These parts of the book I found somewhat unrelatable. I have spent most of my life driving station wagons and minivans; our road trip’s automotive challenges — the oil change and the constant tire-pressure management — more or less exhausted my capacities for automotive tinkering; I find little romance in hyper-specific brands, and I doubt I would qualify for Crawford’s highest-ranking license.

At the same time, though, I do love to drive — yes, even unto hour 50 of a cross-country trip — and I love it for some of the psychological and political reasons his book describes.

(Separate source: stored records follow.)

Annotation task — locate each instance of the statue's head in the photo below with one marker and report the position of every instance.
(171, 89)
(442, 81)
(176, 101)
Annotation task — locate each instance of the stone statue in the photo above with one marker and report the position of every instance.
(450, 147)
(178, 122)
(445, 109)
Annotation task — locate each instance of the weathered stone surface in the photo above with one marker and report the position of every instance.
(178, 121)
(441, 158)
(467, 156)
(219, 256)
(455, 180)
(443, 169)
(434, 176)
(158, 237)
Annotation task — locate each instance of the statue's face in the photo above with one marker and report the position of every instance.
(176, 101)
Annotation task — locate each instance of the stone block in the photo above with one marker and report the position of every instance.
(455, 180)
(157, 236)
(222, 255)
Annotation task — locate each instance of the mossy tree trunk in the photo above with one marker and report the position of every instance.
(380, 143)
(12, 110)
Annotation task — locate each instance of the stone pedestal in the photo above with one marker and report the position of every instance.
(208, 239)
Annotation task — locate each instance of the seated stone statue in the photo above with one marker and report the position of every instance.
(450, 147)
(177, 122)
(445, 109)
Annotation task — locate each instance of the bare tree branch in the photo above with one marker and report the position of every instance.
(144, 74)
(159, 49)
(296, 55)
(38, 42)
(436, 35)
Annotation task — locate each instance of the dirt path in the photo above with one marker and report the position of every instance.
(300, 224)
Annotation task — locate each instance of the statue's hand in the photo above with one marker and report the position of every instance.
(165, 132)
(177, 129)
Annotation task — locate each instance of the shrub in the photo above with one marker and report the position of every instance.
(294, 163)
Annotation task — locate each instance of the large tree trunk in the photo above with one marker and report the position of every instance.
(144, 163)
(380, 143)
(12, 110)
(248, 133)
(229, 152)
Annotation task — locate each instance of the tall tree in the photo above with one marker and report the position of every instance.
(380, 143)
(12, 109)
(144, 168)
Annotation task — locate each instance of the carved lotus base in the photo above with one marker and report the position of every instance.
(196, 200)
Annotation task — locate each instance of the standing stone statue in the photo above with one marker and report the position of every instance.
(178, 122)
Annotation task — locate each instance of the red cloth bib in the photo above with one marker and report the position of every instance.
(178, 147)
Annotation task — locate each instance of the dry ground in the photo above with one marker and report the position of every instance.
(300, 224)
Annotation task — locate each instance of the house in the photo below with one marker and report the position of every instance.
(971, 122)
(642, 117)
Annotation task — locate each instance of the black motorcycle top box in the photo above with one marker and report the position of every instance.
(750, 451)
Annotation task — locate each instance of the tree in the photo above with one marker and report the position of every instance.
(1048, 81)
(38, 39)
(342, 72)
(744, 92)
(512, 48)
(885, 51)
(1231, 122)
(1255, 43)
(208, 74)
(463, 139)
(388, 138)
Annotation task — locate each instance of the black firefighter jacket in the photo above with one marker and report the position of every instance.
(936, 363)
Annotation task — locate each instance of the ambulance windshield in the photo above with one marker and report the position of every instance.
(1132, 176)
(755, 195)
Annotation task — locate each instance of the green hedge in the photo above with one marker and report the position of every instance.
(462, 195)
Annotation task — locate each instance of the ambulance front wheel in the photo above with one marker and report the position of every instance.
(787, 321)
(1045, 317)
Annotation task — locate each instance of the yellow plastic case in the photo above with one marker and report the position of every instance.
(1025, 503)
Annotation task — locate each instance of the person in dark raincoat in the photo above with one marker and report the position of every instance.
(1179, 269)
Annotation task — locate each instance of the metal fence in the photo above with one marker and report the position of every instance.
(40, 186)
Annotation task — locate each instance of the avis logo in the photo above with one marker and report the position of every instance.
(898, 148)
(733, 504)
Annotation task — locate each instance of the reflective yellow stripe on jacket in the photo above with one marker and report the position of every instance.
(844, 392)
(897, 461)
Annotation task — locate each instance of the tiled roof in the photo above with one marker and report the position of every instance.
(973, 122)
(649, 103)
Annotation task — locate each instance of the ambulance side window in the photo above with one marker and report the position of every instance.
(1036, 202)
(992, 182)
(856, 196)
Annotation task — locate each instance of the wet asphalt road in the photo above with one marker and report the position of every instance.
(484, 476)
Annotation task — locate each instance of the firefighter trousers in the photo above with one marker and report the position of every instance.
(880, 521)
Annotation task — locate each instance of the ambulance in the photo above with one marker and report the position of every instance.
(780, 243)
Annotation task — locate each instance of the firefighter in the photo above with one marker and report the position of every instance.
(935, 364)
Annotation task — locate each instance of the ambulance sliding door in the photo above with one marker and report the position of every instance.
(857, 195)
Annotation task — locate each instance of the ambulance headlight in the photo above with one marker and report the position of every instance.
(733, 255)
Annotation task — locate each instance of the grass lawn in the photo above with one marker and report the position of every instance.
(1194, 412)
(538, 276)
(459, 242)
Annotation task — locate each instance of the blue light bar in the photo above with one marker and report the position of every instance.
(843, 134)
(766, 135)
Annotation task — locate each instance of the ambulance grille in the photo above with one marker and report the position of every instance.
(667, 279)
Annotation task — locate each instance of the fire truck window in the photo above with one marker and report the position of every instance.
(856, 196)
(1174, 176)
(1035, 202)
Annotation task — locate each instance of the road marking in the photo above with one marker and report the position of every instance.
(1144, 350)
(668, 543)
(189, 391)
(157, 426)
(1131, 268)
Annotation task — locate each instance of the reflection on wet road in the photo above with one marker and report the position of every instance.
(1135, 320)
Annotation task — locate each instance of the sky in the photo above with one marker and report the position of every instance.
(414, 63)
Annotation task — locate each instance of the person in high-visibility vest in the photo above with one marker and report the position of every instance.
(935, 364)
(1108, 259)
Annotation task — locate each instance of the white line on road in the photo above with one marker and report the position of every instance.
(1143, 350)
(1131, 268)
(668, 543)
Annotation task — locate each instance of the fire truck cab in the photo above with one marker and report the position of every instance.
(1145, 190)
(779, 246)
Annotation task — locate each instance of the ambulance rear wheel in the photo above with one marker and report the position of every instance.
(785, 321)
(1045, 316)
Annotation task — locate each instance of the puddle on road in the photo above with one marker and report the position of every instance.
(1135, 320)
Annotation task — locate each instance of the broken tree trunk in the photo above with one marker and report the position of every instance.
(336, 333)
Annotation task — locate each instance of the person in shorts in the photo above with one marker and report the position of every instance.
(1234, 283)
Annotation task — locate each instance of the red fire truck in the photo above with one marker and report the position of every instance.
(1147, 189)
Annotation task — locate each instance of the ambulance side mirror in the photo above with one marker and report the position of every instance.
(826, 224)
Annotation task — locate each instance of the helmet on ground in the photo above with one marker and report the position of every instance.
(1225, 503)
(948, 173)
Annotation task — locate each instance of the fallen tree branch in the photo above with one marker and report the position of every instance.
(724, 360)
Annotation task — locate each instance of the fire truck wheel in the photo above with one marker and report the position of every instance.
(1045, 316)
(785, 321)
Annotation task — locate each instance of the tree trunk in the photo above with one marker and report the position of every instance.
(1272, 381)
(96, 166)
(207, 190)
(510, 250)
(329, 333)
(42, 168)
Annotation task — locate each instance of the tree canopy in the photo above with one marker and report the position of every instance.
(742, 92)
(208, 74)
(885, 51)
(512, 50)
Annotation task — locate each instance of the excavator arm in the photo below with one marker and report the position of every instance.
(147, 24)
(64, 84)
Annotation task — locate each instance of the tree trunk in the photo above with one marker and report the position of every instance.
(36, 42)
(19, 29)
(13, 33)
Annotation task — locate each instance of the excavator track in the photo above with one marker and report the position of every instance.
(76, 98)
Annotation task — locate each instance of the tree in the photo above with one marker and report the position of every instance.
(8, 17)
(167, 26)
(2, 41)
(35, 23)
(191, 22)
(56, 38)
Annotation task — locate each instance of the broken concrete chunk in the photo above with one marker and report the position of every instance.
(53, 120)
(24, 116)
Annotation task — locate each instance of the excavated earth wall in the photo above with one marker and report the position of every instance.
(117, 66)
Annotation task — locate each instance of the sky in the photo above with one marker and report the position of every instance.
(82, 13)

Learning to drive as a teenager, even without a full-time vehicle of my own, was a clear demarcation point in the journey out of childhood, a fundamental change in my relationship to the grown-up world. Understanding the places I’ve lived through their roadways, even if I don’t quite have the skill of a London cabby, has always been crucial to feeling at home and responsible, an adult and a citizen embedded in a specific place. Like most people, I have my driving app to screen for traffic and carry me through the unfamiliar, but I always prefer to use it as a map — zooming out to contextualize the route, turning off the peremptory voice — rather than as an A.I. co-pilot.

And however illusory it may be in an age of GPS and ubiquitous surveillance, there’s still no feeling quite like the moment when the snarls of traffic and the dense-packed buildings fall away and you enter space that feels unmanaged, unscrutinized, independent and anonymous, with roads leading almost anywhere, north, south and west.

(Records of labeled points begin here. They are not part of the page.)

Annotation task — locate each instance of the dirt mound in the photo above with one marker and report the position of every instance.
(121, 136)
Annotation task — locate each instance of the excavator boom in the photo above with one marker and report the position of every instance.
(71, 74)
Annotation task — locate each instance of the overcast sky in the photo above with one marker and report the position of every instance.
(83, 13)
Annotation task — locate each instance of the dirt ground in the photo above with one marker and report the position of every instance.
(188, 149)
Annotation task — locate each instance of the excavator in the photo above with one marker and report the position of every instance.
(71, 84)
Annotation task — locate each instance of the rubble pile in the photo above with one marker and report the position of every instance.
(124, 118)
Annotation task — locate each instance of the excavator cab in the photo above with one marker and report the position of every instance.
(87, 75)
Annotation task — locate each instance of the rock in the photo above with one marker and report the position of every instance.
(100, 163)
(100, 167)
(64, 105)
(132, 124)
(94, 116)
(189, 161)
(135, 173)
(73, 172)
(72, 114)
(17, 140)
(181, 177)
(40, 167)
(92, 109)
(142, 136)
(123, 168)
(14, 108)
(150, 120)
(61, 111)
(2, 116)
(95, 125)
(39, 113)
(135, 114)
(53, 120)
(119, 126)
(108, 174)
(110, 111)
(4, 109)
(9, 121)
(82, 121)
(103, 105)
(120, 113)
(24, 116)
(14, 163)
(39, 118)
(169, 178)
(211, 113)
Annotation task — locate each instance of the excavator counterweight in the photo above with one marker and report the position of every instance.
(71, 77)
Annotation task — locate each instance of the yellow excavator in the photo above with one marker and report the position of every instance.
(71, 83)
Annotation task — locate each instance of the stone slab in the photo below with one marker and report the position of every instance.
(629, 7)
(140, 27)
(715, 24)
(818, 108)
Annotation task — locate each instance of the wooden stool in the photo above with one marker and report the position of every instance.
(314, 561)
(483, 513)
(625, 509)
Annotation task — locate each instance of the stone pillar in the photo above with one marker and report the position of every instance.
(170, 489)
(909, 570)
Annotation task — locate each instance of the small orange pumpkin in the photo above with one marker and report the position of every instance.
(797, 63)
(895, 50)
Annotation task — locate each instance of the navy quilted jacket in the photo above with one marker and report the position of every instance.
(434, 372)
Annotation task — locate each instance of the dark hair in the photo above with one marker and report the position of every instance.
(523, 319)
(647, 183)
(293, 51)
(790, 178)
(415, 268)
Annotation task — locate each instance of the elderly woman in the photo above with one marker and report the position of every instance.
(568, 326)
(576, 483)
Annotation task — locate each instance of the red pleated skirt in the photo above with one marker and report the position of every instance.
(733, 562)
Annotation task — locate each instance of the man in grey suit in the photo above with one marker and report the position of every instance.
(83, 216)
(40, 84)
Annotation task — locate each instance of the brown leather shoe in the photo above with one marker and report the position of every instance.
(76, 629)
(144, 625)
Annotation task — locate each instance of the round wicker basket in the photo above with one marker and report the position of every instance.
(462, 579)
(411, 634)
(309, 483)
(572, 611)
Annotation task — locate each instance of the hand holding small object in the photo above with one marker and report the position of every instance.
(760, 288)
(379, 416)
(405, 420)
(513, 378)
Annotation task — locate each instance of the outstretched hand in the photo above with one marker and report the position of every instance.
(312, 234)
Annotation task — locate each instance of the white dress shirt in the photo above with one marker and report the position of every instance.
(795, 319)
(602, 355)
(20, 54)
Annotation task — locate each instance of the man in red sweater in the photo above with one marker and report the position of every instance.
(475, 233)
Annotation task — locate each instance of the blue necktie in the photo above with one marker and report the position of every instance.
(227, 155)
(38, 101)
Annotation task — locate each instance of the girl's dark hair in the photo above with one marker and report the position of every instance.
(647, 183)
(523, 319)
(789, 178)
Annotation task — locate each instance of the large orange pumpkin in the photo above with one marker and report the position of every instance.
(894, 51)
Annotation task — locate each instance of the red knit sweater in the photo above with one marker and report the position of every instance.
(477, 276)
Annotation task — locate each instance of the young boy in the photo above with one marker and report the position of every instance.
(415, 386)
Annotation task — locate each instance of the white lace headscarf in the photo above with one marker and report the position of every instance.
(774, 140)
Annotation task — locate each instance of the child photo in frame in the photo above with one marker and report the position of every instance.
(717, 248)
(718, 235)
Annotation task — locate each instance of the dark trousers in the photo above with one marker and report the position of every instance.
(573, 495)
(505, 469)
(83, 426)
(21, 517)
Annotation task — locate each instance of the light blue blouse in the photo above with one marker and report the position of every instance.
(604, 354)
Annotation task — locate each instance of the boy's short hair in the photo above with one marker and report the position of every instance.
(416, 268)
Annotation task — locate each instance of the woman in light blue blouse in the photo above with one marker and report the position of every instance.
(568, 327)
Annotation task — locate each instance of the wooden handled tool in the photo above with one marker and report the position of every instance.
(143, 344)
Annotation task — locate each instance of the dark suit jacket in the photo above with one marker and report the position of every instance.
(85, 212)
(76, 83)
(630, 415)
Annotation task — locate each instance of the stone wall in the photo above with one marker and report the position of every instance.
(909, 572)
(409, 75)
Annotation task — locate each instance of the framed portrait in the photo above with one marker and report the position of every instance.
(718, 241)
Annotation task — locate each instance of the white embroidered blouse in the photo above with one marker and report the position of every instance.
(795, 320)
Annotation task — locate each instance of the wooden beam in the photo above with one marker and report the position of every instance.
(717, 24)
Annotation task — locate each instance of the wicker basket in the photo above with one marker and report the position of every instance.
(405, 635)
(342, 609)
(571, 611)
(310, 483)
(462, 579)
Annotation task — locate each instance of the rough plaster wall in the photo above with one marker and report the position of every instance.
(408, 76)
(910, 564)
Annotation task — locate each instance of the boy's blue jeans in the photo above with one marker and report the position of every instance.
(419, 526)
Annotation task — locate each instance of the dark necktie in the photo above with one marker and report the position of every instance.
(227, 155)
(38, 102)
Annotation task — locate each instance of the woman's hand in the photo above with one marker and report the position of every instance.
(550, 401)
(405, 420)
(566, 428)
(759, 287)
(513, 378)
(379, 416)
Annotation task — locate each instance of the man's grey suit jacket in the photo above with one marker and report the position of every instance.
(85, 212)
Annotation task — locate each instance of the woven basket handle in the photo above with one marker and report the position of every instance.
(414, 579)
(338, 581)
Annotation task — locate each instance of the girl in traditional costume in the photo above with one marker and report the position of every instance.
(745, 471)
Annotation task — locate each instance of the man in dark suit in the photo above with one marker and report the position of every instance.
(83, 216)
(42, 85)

Certainly there are other ways to attain some of these feelings and experiences. The young adult in the big city might achieve a similar sense of adult transition or escape by mastering a complex subway or a medieval (or Bostonian) tangle of streets. The ideal urban neighborhood is knowable on foot or on a bicycle in the way that more sprawling areas are knowable by car. What I feel driving deep into the country someone else might feel with a backpack at the edge of a national park.

But the scale of America is incredibly well suited to the potential gifts of the automobile. There is a necessary mixing between cities and states and regions that can happen by car and never by any scheme for high-speed railroads, let alone the hapless and costly versions on offer from our existing transportation bureaucracy. The virtues involved in being a good driver — the mix of independence and cooperation, knowledge and responsibility — really are virtues well suited to citizenship in a sprawling and diverse republic. And if driving makes some people distinctly anxious, learning to do it well, or just well enough, is also a tonic for anxiety, an easily available antidote to the sense that the world is pure chaos, beyond anyone’s control.